Hakkında 2 yıla kadar hapis istendi

Sürekli işe geç kaldığı gerekçesiyle hakimleri kızdıran adliye müstahdemi için tutanak tutularak ceza davası açıldı Hakkında 2 yıla kadar hapis istendi.

Yargılama sistemindeki gecikmeyle eleştirilen adalet sistemi, geç kalan çalışanına tahammül edemedi! İstanbul Çocuk Mahkemesi'nde görevli müstahdem Ö.Y. (39), tüm uyarılara rağmen mesaisine sık sık geç kalınca hakkında "görevi ihmal"den 2 yıla kadar hapis istemiyle dava açıldı.

Cumhuriyet Savcılığı'nca hazırlanan iddianameye göre, müstahdem Ö.Y., mayıs ayında üye hakimlerin odalarının temizliği ve kalem işlerini yapmak üzere görevlendirildi. Ancak zaman zaman işine geç kalan ve görevlerini tam olarak yerine getirmeyen sanık, 13 Ağustos'ta da mazeretsiz olarak işe gelmedi.
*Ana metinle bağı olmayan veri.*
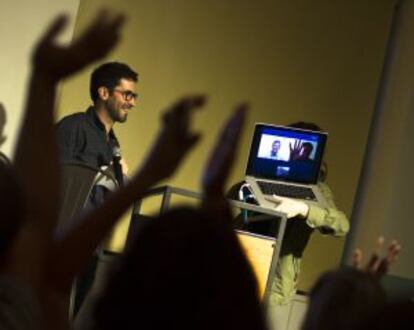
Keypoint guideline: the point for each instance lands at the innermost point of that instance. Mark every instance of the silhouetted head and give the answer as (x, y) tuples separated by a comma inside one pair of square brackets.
[(185, 270), (113, 88), (341, 299)]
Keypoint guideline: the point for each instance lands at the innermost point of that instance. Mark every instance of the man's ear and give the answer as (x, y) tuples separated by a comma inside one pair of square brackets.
[(103, 93)]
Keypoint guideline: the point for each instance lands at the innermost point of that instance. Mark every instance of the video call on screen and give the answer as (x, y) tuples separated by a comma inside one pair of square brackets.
[(286, 155)]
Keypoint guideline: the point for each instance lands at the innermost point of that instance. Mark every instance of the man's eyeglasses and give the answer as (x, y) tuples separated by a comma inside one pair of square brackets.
[(127, 95)]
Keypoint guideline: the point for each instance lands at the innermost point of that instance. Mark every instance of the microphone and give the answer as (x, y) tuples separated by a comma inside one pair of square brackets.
[(116, 155)]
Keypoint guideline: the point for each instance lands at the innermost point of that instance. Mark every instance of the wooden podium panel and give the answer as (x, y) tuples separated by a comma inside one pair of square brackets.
[(259, 251)]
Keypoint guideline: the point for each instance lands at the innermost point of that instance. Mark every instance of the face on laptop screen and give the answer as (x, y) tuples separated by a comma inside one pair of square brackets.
[(284, 153)]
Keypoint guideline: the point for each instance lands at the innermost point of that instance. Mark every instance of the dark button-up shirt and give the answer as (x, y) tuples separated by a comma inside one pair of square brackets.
[(82, 139)]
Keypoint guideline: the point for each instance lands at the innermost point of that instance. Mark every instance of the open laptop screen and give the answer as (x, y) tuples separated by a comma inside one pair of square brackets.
[(285, 153)]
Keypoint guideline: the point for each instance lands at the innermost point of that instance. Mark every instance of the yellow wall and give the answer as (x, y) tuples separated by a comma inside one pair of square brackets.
[(293, 60)]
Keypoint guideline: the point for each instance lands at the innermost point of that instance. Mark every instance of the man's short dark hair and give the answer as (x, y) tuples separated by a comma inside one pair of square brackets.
[(108, 75), (306, 125)]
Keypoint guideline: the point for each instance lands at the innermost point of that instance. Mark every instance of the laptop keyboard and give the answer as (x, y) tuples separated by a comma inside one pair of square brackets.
[(270, 188)]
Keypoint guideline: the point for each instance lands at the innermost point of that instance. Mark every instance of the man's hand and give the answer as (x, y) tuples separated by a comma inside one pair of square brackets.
[(175, 138), (223, 155), (296, 150), (377, 266), (291, 207), (56, 62)]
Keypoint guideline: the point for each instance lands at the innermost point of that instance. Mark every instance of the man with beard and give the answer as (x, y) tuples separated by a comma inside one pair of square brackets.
[(87, 138)]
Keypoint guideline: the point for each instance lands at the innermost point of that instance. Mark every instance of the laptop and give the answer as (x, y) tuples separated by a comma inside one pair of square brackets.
[(285, 161)]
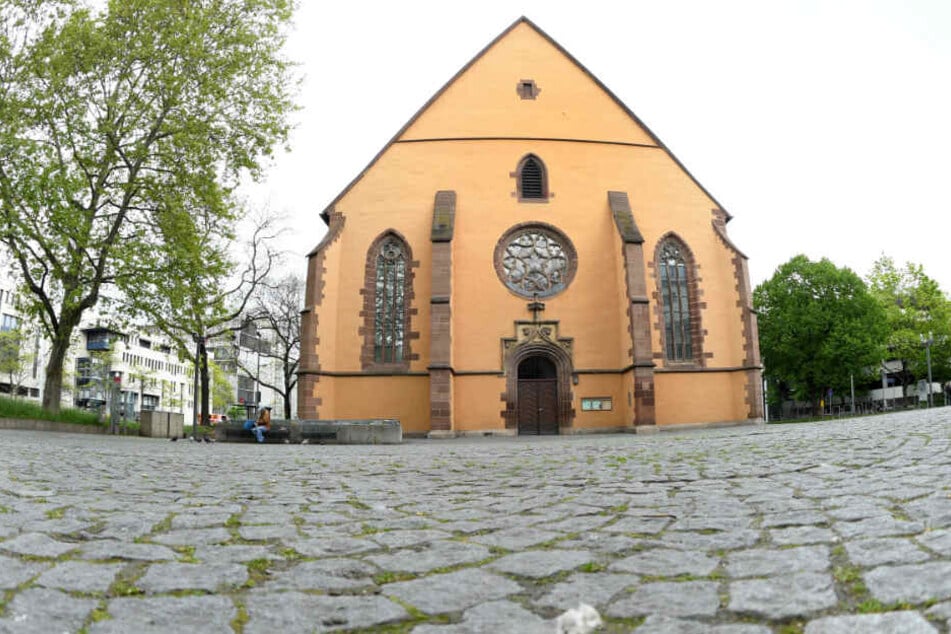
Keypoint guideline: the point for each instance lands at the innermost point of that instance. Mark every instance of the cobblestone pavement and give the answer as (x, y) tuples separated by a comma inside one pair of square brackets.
[(833, 527)]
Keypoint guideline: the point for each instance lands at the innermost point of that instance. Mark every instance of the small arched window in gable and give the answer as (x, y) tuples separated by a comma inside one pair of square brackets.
[(532, 179), (675, 299)]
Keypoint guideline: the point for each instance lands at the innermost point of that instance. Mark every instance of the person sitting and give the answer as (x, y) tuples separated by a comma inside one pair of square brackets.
[(261, 425)]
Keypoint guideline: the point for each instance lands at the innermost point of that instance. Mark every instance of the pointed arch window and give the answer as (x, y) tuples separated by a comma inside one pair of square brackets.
[(389, 302), (675, 299), (532, 179)]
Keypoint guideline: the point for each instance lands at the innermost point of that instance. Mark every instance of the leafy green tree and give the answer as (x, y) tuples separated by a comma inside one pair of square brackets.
[(222, 393), (12, 360), (198, 295), (914, 306), (118, 120), (818, 326)]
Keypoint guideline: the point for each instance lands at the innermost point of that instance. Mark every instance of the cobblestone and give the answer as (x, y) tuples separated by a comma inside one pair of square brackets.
[(839, 526)]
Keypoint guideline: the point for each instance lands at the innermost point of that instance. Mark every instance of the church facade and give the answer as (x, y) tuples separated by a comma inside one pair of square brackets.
[(526, 257)]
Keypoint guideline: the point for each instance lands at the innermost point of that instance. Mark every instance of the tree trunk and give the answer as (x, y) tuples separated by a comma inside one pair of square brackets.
[(53, 386), (205, 392)]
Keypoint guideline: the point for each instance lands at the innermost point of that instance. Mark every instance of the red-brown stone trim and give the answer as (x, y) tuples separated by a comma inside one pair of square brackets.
[(750, 331), (367, 356), (563, 365), (638, 329), (694, 305), (440, 338), (308, 403)]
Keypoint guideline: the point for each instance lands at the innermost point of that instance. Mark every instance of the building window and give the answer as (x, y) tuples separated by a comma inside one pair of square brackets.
[(675, 299), (8, 323), (389, 302), (388, 306), (527, 89), (601, 404), (532, 179)]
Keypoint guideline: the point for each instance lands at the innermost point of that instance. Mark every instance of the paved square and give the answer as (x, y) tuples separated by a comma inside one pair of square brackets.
[(816, 526)]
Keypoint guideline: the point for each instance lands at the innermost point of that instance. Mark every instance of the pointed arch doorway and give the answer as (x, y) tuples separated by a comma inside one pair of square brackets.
[(537, 396)]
Bunun üzerine Ö.Y. hakkında tutanak tutuldu, savcılığa suç duyurusunda bulunuldu.

'EVİM ÇOK UZAKTA'


Açılan soruşturmada ifadesi alınan Ö.Y., evinin görev yerine uzak olması nedeniyle bazen mesaiye geç kaldığını söyledi. Ö.Y. ayrıca bir rahatsızlığı için ilaç araması nedeniyle 13 Ağustos'ta işe gidemediğini, suçsuz olduğunu savundu.

Ancak yine de Ö.Y.'nin görevini ihmal ettiğinin "tutanak ve tanık beyanlarından" anlaşıldığı belirtilerek 2 yıla kadar hapsi istendi.

DİSİPLİN SUÇUDUR

İşe geç kalan memura hapis talebiyle dava açılması konusunda hukukçuların görüşleri ise şöyle:

Fatih Volkan (İstanbul Barosu avukatı):

Görevi ihmal ve görevi suistimal suçlarının oluşabilmesi için öncelikle bir zararın meydana gelmesi gerekir. İşe geç gelme ya da gelmeme, bir disiplin suçu olması gerekir. Disiplin suçu da memuriyetten çıkarılmaya kadar olabilir. Ama ceza olarak dava açılması bence yanlış.

Reşat Petek (Emekli Cumhuriyet savcısı): İşe geç gelme ya da gelmemekten ceza davası açmak zorlama olur. Burada suçun unsurlarının oluşması mümkün değil. Aksi takdirde herkese görevi ihmal davası açılır.